Ya Sosyalizm Ya Kapitalist Barbarlık

Kapitalizm, 20 yüzyılın başlarında emperyalizme evrilmesiyle, yeni bir aşamaya gelmişti. Bu aşamanın adı çürümeydi. Kapitalizmin bundan öte gideceği bir yer yoktu. Bu onun son istasyonuydu. 

21.yüzyılın başlarında ise kapitalizmin çürümesi kronikleşti. Sermayenin (ve zenginliğin) hergeçen gün daha az ellerde toplanması, sömürünün aşırılaşması; burjuvazinin karşıtı olan işçi sınıfı tarafında ise; yoksullaşmanın derinleşmesi, yaygınlaşması ve insanın kendine/üretimine/doğasına yabancılaşmasının hat safaya varmasının gerçekliğinin yaşanıyor olmasıdır. Bu, toplumsal çürümenin en ağırı ve en büyüğüdür.
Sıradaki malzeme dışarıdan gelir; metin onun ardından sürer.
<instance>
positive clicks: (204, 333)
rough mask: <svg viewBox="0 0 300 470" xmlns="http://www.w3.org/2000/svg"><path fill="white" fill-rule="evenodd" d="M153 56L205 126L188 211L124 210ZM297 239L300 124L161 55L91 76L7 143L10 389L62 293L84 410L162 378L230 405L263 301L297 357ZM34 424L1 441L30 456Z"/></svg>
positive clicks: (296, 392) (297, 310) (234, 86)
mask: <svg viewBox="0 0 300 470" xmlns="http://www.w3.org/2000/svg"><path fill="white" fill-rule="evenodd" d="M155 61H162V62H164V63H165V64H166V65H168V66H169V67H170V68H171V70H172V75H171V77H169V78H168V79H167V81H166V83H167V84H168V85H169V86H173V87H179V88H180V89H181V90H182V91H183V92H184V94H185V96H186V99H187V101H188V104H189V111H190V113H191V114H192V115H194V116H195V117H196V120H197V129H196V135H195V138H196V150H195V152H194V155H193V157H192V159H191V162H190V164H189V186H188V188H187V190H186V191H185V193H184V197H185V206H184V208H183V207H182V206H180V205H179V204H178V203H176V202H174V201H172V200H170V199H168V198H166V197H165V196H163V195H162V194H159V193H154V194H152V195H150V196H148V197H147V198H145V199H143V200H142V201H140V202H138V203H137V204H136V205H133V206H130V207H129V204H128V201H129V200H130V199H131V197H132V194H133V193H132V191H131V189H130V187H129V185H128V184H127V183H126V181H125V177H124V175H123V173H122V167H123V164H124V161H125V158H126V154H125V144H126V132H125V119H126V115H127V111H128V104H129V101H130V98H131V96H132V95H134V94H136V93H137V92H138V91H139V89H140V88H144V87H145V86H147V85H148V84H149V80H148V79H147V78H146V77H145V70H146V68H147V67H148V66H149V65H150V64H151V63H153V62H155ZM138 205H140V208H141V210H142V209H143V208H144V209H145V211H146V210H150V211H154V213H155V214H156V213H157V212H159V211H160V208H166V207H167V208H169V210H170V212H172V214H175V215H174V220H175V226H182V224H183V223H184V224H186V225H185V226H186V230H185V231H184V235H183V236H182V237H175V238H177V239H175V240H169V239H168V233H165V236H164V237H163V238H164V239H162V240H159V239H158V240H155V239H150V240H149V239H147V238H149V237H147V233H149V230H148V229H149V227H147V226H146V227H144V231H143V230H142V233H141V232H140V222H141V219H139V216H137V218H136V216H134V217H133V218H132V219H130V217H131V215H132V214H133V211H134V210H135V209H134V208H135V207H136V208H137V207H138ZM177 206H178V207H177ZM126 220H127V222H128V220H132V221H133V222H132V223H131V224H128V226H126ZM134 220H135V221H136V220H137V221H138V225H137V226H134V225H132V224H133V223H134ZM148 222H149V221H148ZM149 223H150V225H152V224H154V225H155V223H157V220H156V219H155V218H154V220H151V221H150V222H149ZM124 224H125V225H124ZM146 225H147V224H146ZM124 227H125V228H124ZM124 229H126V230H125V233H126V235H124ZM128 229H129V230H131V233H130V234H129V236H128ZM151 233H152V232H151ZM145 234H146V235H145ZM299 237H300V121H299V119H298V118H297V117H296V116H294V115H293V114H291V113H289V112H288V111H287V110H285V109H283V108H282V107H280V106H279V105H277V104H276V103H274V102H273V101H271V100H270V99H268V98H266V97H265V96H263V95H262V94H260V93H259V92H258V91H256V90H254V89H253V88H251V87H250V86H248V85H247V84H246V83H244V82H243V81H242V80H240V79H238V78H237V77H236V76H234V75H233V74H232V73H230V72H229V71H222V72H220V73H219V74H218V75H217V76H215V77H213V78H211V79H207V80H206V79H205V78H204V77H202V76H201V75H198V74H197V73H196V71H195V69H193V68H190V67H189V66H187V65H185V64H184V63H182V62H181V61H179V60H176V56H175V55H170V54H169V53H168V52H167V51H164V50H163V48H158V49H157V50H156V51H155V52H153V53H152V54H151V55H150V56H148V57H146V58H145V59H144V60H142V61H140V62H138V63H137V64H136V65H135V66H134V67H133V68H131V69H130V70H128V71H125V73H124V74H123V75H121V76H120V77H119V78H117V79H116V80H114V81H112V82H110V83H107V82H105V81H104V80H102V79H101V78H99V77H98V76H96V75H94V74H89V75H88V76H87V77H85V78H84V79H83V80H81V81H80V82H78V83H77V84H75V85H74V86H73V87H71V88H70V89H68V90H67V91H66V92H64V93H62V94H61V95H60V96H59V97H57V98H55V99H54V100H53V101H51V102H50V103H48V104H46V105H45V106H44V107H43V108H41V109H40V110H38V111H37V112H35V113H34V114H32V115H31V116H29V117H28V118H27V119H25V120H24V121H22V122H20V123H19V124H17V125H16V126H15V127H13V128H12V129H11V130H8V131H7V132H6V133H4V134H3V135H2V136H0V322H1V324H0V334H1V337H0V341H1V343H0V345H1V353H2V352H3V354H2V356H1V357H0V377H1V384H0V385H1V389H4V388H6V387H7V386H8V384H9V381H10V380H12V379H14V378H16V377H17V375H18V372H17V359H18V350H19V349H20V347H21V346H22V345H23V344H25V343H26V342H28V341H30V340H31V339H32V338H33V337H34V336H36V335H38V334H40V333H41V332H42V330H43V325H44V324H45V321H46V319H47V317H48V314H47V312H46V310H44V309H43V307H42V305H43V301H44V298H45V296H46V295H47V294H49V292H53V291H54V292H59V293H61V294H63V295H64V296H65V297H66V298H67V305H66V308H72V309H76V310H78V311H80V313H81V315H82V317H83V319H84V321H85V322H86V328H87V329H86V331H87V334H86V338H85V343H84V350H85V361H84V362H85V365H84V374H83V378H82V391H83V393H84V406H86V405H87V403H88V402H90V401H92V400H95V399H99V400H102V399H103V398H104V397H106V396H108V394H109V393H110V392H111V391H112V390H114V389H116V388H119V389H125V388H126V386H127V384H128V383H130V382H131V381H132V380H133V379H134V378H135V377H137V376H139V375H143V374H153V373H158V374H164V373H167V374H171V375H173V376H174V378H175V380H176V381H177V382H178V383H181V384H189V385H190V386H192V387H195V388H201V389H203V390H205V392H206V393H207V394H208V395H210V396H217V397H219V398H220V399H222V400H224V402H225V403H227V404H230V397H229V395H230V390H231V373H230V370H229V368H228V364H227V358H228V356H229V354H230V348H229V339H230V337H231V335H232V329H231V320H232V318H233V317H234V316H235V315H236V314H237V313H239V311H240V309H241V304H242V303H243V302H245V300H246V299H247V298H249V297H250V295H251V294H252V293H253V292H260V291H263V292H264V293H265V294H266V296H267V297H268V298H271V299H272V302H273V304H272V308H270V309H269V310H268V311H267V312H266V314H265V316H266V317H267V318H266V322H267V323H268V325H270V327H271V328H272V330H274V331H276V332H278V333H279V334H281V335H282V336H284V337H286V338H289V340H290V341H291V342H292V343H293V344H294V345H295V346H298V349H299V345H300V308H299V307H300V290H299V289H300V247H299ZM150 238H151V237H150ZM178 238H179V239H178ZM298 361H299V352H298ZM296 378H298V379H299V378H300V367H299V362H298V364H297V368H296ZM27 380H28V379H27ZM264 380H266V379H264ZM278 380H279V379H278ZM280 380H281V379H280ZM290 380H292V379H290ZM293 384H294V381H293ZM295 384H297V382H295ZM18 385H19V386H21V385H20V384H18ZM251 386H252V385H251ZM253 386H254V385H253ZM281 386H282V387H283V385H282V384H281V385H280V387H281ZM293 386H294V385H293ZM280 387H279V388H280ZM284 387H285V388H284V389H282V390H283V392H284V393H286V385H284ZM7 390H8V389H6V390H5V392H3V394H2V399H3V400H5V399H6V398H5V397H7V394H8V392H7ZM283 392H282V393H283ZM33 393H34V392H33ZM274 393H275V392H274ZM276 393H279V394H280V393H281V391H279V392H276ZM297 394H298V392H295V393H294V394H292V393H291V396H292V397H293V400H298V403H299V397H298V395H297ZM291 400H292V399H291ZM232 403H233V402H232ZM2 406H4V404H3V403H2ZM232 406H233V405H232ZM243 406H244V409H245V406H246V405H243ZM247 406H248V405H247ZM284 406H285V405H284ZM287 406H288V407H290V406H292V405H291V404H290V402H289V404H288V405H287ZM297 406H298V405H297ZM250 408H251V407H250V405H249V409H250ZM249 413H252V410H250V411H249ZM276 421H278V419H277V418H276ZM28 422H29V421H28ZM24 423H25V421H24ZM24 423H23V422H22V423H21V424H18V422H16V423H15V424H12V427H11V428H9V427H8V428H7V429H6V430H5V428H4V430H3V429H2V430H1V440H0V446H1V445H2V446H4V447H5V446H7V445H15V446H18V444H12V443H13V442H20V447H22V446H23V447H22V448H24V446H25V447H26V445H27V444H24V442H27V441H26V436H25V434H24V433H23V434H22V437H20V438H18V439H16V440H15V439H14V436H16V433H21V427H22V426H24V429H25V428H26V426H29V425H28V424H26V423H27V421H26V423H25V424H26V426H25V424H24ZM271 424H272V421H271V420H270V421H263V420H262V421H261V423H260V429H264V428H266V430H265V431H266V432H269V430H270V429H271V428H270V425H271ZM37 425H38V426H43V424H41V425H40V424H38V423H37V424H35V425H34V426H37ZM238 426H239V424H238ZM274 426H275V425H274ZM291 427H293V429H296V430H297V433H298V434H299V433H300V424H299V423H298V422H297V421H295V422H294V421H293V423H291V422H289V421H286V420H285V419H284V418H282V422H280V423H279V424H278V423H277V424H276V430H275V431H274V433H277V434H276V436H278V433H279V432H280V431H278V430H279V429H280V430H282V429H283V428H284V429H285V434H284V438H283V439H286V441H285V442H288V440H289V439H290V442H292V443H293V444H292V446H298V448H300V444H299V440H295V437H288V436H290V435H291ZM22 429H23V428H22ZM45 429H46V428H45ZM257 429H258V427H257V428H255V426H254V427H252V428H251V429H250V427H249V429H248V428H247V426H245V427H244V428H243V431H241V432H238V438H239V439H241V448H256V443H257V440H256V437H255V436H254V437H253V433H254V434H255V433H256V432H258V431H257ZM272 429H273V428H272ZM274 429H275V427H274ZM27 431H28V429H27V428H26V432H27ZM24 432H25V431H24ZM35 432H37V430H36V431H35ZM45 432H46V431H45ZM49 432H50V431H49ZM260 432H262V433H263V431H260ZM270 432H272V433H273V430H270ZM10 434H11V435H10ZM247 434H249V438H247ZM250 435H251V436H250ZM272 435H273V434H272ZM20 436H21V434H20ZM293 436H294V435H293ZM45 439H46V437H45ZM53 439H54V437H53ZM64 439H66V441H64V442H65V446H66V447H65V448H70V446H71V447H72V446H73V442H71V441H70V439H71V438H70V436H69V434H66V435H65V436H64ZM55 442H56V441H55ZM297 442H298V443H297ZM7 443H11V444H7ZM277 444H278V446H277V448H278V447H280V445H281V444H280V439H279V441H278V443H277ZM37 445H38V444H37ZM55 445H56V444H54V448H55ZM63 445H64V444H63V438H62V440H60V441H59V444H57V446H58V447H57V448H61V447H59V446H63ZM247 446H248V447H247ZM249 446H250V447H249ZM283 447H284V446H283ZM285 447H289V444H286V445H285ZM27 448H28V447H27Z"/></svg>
Kapitalist sistemin buna bir çözümü yoktur. Onun “çözüm” olarak sunduğu; daha fazla kaos, sömürü, daha fazla savaş, toplumun hücrelerine kadar bölünmesi, sınıf savaşlarının önüne geçmek için din maskeli yağma, talan ve yıkım savaşlarını günlük yaşamın içine sokulması,  ve yoksullara ölümlerden ölüm beğendirilmesidir. Ve emperyalist burjuvazi, dünyayı yeniden paylaşma ve daha fazla egemenlik sağlama savaşının adını: “teröre karşı savaş” olarak değiştirmiştir. Onun işçi sınıfı ve ezilen halklara, dünden farklı olarak getirdiği bir yenilik yoktur. İşçi sınıfı ve emekçilere karşı yürüttüğü savaşın adını değiştirmiştir.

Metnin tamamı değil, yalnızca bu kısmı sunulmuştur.